Целыми днями я курил и ничего не ел. Настроение было непередаваемое. Жил только надеждой на друзей, которые, узнав, что меня посадили, и будучи уверены в моей невиновности, начнут бить во все колокола, после чего меня, естественно, освободят. “Друзья влиятельные, знают подробности дела, и вопрос моего освобождения, – думал я, – решится в считанные дни”. Наконец открылась кормушка, и часовой вызвал меня. Ожидал, что он напомнит мне захватить вещи. Но мне вручили передачу. Когда я обнаружил в ней теплые зимние вещи, мне стало не по себе.
У меня началась истерика. Я не мог взять себя в руки. Кошмар меня не покидал и еще больше усиливался. Не в состоянии с собой совладать, я посмотрел на железную дверь своей камеры, приготовился разбежаться и размозжить себе голову о дверь.
Но один из сидящих со мной, прочтя мои мысли, преградил дорогу… Это привело меня немного в чувство.
Чтобы не лишиться разума и сохранить свое человеческое достоинство, надо обязательно работать над собой. Что может человека спасти в таких условиях? Только юмор – ничего лучшего я не знаю. Я с утра до ночи вспоминал свою жизнь, веселых людей и всё, что связано у меня в жизни с юмором.
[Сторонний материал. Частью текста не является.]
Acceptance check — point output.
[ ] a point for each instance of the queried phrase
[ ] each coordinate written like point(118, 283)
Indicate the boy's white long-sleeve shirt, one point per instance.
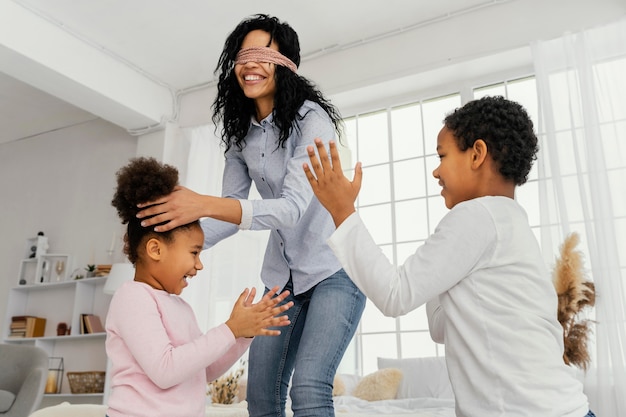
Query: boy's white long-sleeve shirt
point(504, 345)
point(161, 361)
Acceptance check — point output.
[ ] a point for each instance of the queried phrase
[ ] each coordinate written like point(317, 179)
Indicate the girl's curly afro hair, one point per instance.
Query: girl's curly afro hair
point(505, 127)
point(143, 179)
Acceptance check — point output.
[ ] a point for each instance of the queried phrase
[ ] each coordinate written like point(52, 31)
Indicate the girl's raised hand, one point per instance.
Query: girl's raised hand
point(248, 319)
point(336, 193)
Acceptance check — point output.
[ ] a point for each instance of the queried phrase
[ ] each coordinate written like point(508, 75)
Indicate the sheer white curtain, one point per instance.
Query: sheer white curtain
point(582, 181)
point(231, 265)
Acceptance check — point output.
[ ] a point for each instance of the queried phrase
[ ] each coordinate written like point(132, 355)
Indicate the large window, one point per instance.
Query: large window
point(400, 203)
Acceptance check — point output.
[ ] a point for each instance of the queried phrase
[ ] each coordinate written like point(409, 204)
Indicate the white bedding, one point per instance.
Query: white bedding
point(348, 406)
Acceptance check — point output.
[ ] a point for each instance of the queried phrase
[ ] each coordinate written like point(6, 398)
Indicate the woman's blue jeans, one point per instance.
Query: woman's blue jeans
point(323, 321)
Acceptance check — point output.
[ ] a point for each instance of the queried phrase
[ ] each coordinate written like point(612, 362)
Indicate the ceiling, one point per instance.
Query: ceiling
point(63, 62)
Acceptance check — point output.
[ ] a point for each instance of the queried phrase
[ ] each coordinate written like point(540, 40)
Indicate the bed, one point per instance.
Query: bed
point(412, 387)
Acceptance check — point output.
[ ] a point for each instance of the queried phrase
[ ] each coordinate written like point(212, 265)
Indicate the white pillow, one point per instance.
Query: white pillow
point(350, 381)
point(423, 377)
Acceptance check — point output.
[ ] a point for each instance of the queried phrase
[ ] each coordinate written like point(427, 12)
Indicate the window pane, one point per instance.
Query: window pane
point(376, 185)
point(378, 222)
point(436, 210)
point(409, 179)
point(432, 183)
point(373, 143)
point(373, 321)
point(406, 131)
point(350, 137)
point(524, 91)
point(434, 112)
point(410, 220)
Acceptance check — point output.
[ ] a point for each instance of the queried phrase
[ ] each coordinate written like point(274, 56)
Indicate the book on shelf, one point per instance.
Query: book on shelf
point(91, 323)
point(27, 326)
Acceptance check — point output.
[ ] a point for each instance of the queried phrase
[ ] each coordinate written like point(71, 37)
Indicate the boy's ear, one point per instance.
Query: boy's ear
point(479, 153)
point(153, 248)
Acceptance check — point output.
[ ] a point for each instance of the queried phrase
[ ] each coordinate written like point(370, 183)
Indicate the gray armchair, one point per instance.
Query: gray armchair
point(23, 373)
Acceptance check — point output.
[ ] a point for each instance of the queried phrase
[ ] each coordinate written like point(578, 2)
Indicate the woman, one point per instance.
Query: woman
point(269, 115)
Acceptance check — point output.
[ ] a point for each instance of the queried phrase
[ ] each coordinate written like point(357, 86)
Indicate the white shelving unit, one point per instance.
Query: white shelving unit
point(64, 301)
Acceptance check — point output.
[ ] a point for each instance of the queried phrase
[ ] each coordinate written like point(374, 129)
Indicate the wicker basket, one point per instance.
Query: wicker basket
point(86, 382)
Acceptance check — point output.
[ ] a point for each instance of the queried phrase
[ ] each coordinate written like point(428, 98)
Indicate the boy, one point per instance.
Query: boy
point(490, 296)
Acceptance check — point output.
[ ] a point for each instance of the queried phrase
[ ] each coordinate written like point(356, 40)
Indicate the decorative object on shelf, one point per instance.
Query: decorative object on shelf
point(63, 329)
point(102, 270)
point(224, 389)
point(90, 323)
point(36, 246)
point(27, 326)
point(39, 270)
point(118, 274)
point(59, 267)
point(55, 375)
point(89, 382)
point(91, 271)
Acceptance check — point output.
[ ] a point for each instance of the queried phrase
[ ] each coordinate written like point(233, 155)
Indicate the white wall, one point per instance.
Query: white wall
point(61, 183)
Уже знакомый вам старший следователь Иван Терещенко испробовал все дозволенные и недозволенные методы по отношению ко мне. Немного был растерян, что я не потерял самообладания. Он, зная мою любовь к сыну, придумал мне страшную казнь. Распустил слух, что моя жена умерла, а сын находится в критическом состоянии. На прогулке один подосланный подлец сообщил мне эту страшную новость. Мой кошмар длился три дня, пока Эдуард Смольный не передал мне, что всё в порядке, что это выдумка Терещенко. Смольному можно было верить, он знал всё, что делается на воле.
На пятый день после этой пытки Терещенко вызвал меня на допрос, вернее, не на допрос, а просто увидеть, как я после этого выгляжу. Идя на допрос, я думал, что не сумею сдержаться и ударю его. Я весь дрожал, но в кабинете словно переродился. С улыбкой поздоровался и сел. Это был лучший вариант. Эта мразь ждала от меня чего угодно, но только не улыбки и покоя. Терещенко преобразился, начал на глазах чернеть от ненависти.
Моя улыбка, беспечность его убивали. В душе я его жарил на сковородке, а внешне играл делового, уравновешенного заключенного. Терещенко выложил, что суд даст мне десять лет усиленного режима.